22 April 2014

Peanut Butter Cookies

I am addicted to peanut butter. I would eat it all day every day if I could and I'm always getting told off by my mum for eating it out the jar with a spoon (not hygienic apparently...but my brother is the only other person who eats it and he doesn't care)

Anyways my mum bought me a jar of organic peanut butter but the texture was too much like clay for me so I decided to look up peanut butter cookie recipes and see if it tasted any better because cookies make everything taste better.

I can't find where I found the recipe but here's how I make these super delicious cookies. I even converted non peanut butter looking people and whenever I come home from uni I get ordered to make some straight away.

If you are addicted to peanut butter these are the cookies for you and if you're not give them a go anyway, they are delicious

You Will Need:

100g Caster Sugar
100g Demerara Sugar
100g Peanut Butter
150g Butter/margarine*
 (*Can also use a vegan substitute for cookies suitable for vegans)
200g Plain Flour

(makes about 16ish cookies depending how big you make them as I make them quite big)

Okey Dokey here goes

Heat your oven to about 200 C

1. Chuck the sugars, peanut butter and butter into a bowl and mix it until you have a delicious sugary peanut buttery mix (have a taste, I know you want to)

2. Add in the flour and try not to make a mess

3. Mix it until it looks like this

4. Try not to eat all the cookie dough before making the cookies (I know its hard)

5. Get your hands in there and squish the dough into nice balls

6. Place onto a baking tray

7. Get a fork and lightly press the tops of your balls to make a cross hatching and slightly flatten as shown in the picture below. 

8. Put your cookies in the oven for about 15mins. When you take them out they may still look a bit under done but this is good as they harden when they cool and they have a delicious gooey taste. 

9. Lick the spoon

10. Try and wait for the cookies to cool down before you eat them as you will burn your tongue however I wont judge as I know its hard to resist (talking from experience).
Enjoy your cookies and try to share

What are your favourite things to bake?


16 April 2014

Revision Tips

So exam season is upon us and revising with a chronic illness is 10 times harder than it should be. I have by no means found the perfect way to revise but I've made it through GCSEs, A levels and am in my third year at uni so I thought I'd make a list of a few of the things I find helpful and that have been recommended to me. 

Revision tips for chronic illness
(Check out my amazing mice drawings, should have done art...or maybe not)

1. Try not to stress out too much

I know this is difficult and exams are horrific and I still tend to get myself worked up about them but as my mum tells me every time. What's the worst that could happen? You fail and have to re sit? Not really the end of the world is it. No need to make yourself more ill.

2. Don't forget to eat/drink

I'm really bad for spending all day in my room revising and forgetting to come out for brain fuel or doing the complete opposite and just eating crap all day which isn't great for brain power or my body.

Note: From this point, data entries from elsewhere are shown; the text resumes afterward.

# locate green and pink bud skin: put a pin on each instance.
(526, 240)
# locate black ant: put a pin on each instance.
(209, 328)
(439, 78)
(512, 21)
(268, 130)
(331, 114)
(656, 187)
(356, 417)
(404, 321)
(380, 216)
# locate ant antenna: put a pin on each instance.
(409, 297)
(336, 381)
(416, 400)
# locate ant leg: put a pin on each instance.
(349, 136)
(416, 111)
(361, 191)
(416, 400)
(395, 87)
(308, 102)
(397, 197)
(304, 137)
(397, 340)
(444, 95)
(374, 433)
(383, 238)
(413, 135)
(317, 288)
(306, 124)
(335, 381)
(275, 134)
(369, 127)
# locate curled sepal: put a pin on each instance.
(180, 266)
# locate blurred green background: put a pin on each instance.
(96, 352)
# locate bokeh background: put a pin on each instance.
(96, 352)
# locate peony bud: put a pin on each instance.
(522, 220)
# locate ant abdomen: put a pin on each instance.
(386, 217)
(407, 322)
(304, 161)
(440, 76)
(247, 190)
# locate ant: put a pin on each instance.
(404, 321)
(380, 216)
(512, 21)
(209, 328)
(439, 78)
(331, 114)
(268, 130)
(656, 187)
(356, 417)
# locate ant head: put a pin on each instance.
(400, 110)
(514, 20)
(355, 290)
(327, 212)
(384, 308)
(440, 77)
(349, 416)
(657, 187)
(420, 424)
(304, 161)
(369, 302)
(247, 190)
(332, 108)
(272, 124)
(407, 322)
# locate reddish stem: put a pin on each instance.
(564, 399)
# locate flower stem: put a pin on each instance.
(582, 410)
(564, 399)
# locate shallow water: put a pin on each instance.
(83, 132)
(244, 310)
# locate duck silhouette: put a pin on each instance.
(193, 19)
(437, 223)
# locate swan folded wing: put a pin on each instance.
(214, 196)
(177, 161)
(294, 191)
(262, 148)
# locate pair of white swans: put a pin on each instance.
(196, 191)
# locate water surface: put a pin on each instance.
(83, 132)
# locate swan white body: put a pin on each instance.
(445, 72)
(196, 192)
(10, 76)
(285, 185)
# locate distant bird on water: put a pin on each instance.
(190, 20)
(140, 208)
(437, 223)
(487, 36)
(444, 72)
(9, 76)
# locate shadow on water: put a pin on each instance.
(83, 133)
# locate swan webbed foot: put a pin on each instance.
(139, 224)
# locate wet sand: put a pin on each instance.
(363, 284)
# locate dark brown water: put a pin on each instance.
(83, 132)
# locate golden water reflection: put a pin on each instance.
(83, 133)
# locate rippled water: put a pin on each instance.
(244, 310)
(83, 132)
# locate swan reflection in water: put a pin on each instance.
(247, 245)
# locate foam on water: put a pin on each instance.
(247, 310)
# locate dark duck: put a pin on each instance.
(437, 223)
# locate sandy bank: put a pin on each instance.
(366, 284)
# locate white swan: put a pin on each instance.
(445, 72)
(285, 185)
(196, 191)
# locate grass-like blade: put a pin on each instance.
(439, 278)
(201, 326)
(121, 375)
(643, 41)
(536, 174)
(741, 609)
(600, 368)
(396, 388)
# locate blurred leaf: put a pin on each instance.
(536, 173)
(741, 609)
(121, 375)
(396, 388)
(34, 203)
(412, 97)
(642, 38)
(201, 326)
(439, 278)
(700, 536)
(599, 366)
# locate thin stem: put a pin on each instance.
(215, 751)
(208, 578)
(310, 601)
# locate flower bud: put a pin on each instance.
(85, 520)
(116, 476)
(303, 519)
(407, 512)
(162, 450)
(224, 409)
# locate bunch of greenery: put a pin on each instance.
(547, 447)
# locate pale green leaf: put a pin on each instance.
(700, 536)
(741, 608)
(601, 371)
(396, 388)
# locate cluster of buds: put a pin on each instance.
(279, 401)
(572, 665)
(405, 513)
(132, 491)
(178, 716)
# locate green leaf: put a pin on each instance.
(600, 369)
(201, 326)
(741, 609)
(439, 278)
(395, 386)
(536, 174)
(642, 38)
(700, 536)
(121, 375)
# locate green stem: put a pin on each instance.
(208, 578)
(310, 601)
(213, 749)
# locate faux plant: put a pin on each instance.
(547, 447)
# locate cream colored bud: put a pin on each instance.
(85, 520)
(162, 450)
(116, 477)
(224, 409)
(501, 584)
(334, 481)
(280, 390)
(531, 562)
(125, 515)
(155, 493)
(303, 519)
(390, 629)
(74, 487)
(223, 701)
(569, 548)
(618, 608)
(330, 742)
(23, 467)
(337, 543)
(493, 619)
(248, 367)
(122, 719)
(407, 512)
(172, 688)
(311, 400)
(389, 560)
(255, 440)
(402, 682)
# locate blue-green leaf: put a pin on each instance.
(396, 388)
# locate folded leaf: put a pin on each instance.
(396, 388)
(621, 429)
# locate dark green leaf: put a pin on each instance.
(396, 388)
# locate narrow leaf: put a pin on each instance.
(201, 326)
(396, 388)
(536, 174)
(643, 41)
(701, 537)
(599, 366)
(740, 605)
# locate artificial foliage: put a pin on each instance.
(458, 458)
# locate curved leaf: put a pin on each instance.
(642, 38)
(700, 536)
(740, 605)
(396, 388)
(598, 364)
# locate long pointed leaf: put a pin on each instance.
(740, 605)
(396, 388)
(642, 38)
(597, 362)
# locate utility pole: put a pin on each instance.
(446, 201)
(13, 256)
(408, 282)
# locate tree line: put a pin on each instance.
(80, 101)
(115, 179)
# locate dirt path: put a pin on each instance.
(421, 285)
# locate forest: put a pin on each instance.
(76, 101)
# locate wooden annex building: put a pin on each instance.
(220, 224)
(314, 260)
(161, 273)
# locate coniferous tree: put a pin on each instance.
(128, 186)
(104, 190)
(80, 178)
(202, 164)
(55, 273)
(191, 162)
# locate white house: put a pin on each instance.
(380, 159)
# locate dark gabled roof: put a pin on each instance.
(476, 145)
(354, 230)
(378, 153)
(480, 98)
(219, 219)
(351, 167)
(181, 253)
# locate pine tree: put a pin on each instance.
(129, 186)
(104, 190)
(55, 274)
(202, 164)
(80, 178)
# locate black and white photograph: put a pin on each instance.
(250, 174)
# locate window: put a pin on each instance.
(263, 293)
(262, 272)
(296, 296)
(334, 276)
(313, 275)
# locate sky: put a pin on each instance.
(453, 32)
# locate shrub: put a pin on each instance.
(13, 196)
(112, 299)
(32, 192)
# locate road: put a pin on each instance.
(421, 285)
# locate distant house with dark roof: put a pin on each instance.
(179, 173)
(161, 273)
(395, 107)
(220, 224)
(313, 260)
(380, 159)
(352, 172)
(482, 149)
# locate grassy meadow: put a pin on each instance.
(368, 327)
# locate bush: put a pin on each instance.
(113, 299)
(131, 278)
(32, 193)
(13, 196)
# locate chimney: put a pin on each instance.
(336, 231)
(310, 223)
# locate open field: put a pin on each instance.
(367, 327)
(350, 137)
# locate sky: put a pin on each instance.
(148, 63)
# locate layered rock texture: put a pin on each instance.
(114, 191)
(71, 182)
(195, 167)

Exams are clearly an excuse to eat crap and not feel guilty but you don't want to make yourself ill as well. Make sure to have a decent lunch or dinner and remember to stock up on quick easy foods for when you're on a roll.

3. Take breaks

Breaks are really important and something I'm really bad at forgetting. I tend to do work non stop for an hour or two and then burn out. Taking breaks means I can keep going longer and actually remember what I was doing. You can time your breaks with food times so you get a break and brain fuel. Don't forget to get up and move as well. I've lost count of the amount of times I've sat in a "comfy" position for and hour or more and not shifted and then been in horrific pain or dislocated something when I finally tried to move. 

4. Don't push yourself

Over doing it will only set you back the next day so try to pace yourself. Pacing really isn't my strong point but I am trying. If you wake up and you feel awful but were planning on revising have a cuppa, take your meds and then maybe read through some stuff and take a nap and then see how you feel. Trying to blast it when you are in loads of pain or cant concentrate won't help as you wont take any of it in. There is no point pushing yourself and making yourself even more ill. 

5. Make a schedule

Write down when you want to revise what so that you don't miss any topics. However, don't beat yourself up if you can't stick to it. Be flexible. Feel ill? shift things around to fit in a nap or a warm bath. It can just be there to let you know what you need to do.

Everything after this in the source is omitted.